I havent watched tha latest SPN episode... Im downloading it as we speak, but in the mean time I was searching youtube for SPN vids... you know to just get in the mood... I've seen some hate videos for s6 that I wont even comment on... but I also found some magnificent videos... and I just couldnt help but think...
I think most of us... me included sometimes forget just how scarred and hurt the boys are... not like physically but mentally and emotionally scarred, most of their lives they've suffered lost and sadness, we keep seeing them as our Dean and Sam but have forgotten the battles they've been through... I was tryign to really analize them and realize the closest thing to them in a normal basis would be soldiers, soldiers who have fought, cried, lost and got hurt in awful ways... ever since they were children... and I realized I had never looked at them that way... children as soldiers, who would have thought?...
I gotta say it is hard to watch the boys change through the seasons... but hey we all change, right? its part of growing up... and the boys definitely have... and I understand...
1- I understand that Dean didnt want to tell Sam about monsters when they were little... Cause Sam was the most important thing for him, and somehow Sam's innocence made him keep a trace of his own innocence intact.
2- I understand that Sam wanted a normal life... after all who doesnt? no one would like that life... not John, not Dean. I'm not saying it was right for him to go... cause family should come first but I understand his urge to live like a normal person for once.
3- I understand Dean staying by John's side. Its not like he didnt have any ideals or hopes or dreams... but he always put family first, he knew his dad needed him, and new Sam was unhappy to stay so he sacrificed himself to be the balance that kept both his father and brother happy... it is sad but I understand.
4- I understand John selling his soul for his oldest son, the soldier he never meant to raise, his shoulder to cry on even before he was ready to be, his right hand, his best friend, and even when he never admitted... the reason for his pride.

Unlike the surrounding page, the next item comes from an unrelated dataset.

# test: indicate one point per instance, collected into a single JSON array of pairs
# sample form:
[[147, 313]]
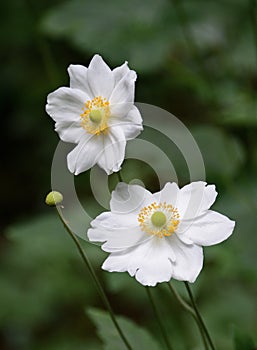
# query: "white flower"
[[156, 237], [97, 113]]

5- I understand Dean selling his soul for Sam... in so many ways Dean gave up things for Sam, not cause Sammy asked anything but because of the love he had for him, cause he wasnt just his brother he was his life, his biggest treasure and in some ways... his child.
6- I understand Sam growing desperate to save Dean... and I loved how he even admitted back in S3 that even though he never said he always looked up to him, he was his hero... Sam looks up to Dean, we cant expect him to be Dean but he loves him more than anything in the world... he is his Dean.
I'll probably keep writting the list later... since there are so many things we take for granted and deserve to be pointed out on the show, but if you have something you would like to add just comment and I'll add it... I'll post this at the top of my journal to never forget the reasons I love my show adn keep it open in case you know anyone who would be interested in sharing thoughts... Yes it is still my show... is it yours?